If Knighton avoids serious injury and maintains a solid support structure while his career continues at a normal pace, Wyand said, it looks like he will break Bolt’s 200-meter record of 19.19. – which was once considered untouchable. “I think the condition is that he can probably do it,” he said. Shoot, he’s about half a second faster than Bolt at that age. This is madness. That’s a phenomenon. “

Knighton’s track career began in 2019 during his new year at Hillsboro High School in Tampa at the suggestion of an assistant football coach. He continued to play football during his junior season as a wide receiver and defender who could lift 500 pounds and 450 deadlifts. The powers of the Southeast Conference, including Georgia and Alabama, expressed interest. The path of his career, however, revolves around the football fields and the tracks built around them.

At the age of 16 at the 2020 Junior Olympics, Knighton scored 100 at 10.29 and 200 at 20.33 – a national age group record. In January 2021, months before the Tokyo Games, he became a professional, signing a contract with Adidas and appointing three-time British Olympian and 200-year-old British record holder John Regis as one of his agents. Kept

“I was running what I was doing,” Knighton said. “I thought I could be one of them if I got a little more training.”
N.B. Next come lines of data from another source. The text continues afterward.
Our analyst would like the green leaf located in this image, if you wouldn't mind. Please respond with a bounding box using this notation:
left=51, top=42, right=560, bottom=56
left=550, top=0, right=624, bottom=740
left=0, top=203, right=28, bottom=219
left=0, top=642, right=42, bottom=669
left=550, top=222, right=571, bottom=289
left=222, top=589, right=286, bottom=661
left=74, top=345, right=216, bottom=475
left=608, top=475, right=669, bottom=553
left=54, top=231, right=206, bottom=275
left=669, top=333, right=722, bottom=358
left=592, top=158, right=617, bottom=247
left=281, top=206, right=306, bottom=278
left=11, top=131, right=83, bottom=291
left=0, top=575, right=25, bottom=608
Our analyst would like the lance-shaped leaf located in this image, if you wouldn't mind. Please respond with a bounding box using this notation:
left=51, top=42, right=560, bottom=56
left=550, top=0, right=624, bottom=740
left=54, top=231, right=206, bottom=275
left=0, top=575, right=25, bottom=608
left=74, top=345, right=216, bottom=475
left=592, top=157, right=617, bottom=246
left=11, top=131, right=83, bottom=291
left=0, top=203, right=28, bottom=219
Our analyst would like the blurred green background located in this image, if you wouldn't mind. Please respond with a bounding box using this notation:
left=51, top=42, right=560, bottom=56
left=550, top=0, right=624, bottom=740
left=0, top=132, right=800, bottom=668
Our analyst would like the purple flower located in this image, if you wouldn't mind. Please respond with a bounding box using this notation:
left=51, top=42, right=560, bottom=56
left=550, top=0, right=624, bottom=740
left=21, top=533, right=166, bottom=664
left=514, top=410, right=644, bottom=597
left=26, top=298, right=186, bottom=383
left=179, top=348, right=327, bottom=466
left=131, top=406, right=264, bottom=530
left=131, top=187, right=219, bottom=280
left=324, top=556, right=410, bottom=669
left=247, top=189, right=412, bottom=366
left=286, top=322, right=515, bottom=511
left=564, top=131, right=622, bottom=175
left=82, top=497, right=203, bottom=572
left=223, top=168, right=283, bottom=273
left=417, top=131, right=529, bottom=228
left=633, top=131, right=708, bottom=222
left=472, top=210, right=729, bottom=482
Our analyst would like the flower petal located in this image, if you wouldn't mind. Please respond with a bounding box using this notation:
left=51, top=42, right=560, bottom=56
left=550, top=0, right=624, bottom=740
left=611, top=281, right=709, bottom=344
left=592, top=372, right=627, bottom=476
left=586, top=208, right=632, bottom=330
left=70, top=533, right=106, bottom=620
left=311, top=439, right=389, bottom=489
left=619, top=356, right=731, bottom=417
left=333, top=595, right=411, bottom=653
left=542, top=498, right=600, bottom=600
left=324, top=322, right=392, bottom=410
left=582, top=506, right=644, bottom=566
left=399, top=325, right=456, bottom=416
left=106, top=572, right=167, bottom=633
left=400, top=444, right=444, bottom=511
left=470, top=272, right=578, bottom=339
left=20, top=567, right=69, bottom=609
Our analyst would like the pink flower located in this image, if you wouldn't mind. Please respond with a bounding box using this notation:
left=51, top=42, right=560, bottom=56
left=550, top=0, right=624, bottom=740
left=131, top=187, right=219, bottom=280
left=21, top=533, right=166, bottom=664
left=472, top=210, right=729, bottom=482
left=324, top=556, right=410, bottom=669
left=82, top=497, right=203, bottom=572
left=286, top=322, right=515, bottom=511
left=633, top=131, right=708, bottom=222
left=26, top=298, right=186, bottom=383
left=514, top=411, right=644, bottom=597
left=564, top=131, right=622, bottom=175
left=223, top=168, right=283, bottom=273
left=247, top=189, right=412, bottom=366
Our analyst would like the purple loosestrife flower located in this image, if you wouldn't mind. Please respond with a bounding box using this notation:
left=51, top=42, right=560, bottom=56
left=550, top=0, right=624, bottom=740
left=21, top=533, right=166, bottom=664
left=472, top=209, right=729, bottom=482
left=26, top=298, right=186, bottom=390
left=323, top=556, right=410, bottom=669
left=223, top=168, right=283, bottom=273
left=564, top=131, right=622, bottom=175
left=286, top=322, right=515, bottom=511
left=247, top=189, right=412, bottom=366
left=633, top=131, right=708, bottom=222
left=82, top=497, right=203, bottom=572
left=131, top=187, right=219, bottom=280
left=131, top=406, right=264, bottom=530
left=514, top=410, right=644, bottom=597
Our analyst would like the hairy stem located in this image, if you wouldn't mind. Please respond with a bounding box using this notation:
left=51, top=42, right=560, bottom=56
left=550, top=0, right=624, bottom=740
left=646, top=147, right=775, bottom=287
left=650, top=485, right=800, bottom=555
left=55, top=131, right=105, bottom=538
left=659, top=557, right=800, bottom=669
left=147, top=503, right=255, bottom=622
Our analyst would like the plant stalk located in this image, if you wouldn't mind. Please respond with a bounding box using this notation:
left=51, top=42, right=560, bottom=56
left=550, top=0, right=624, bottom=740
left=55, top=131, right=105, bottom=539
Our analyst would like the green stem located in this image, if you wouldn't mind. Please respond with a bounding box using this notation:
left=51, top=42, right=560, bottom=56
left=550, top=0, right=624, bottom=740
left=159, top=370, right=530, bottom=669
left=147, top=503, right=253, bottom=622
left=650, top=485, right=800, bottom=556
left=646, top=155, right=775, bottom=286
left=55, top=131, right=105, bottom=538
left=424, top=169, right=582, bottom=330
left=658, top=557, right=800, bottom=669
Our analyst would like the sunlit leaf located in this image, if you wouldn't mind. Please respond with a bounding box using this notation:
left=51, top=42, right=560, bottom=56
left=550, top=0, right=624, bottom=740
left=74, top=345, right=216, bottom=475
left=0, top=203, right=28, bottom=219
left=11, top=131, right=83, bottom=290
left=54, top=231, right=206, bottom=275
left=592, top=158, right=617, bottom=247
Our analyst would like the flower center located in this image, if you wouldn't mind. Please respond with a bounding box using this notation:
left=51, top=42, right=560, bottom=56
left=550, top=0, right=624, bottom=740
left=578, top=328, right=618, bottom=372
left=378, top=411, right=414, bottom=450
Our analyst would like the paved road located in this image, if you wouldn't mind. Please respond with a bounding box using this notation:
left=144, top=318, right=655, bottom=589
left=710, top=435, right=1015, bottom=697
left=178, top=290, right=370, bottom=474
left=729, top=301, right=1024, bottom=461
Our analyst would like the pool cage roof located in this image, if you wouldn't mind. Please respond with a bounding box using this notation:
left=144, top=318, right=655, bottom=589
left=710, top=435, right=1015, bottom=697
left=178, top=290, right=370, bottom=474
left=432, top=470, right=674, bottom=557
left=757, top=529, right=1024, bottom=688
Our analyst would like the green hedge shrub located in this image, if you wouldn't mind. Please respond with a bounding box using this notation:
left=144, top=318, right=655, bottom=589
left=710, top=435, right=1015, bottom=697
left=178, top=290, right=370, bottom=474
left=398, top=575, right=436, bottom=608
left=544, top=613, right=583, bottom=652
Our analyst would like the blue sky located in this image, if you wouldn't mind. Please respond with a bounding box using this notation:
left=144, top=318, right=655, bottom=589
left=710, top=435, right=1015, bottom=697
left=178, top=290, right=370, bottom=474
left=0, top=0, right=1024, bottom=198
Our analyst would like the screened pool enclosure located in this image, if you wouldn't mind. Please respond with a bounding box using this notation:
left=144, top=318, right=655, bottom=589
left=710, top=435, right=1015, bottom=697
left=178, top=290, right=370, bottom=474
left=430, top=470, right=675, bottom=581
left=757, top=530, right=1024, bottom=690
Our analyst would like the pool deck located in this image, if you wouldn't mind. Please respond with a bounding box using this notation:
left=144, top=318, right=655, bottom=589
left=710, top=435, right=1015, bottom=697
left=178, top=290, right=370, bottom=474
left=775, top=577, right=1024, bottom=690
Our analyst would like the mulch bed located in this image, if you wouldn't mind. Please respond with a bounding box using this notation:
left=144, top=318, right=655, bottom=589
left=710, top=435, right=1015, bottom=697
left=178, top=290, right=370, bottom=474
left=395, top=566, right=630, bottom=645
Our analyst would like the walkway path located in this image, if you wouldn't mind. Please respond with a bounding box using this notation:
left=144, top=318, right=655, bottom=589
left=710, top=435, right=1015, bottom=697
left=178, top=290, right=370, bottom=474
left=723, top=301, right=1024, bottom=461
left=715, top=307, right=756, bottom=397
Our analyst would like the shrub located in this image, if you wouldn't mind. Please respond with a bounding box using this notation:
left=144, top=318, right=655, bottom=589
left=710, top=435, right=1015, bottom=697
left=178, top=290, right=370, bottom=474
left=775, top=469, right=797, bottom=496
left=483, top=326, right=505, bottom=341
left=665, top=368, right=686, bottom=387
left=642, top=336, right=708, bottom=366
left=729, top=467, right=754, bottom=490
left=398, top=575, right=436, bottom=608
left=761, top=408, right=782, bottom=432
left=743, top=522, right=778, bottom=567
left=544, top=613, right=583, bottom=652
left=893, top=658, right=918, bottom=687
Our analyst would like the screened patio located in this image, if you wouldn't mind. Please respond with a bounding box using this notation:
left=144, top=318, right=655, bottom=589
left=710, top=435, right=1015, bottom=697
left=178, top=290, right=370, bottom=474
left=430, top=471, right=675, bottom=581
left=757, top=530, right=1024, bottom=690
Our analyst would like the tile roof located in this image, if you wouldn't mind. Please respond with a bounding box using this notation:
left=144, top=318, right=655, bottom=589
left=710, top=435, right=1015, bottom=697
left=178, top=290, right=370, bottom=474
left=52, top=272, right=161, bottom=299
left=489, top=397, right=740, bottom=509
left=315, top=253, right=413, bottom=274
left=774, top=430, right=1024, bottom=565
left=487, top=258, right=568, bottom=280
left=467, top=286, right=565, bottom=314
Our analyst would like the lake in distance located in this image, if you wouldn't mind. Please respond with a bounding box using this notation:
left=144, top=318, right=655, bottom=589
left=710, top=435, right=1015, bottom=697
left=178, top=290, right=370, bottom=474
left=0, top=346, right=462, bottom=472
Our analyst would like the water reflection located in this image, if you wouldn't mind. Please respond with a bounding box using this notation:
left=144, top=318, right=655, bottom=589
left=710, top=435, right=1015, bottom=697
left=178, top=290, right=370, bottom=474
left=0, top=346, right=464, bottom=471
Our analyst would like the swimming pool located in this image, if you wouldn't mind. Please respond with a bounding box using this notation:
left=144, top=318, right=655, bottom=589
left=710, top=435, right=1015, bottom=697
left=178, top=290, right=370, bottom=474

In the Olympic trials last June, he broke Bolt’s world junior record twice in the 200s, posting a career-best 19.84 at the time. An estimated 500 people gathered at a spectacle party in Hillsboro High to watch Knighton’s Olympic 200 final from Tokyo in August, celebrating, waving flags.

“Students, teachers, cafeteria workers, caretakers, the place is on fire,” said Eric Brooks, the school’s athletic director.

Knighton finished fourth at 19.93 – a great performance for a young man. As soon as a television camera reached him, he leaned over the track and smiled, but it was a smile to think about what might happen. He had a poor start and could not match the strength of the medal winners in the home stretch. “I didn’t think I was that strong,” he said.

Holloway, the head Olympic track coach, spoke to Knighton after the race. The young man fainted. He thought he could win. “I don’t want you to ever forget how you’re feeling right now,” Holloway told him. And remember, you never want to feel that way again. “

This spring, Knighton improved his 200 personal best to 19.49 and 100 to 10.04. Terry believes he can reduce his 200 times this summer to 19.39 and, if he runs a better race, he can run 19.18 or faster – a world record in 2024. When he runs, he lengthens, raising his hips to get the full extension of his legs.

“He’s like a baby donkey born and barely able to walk,” Holloway said. “Then they get stronger and become the secretariat.”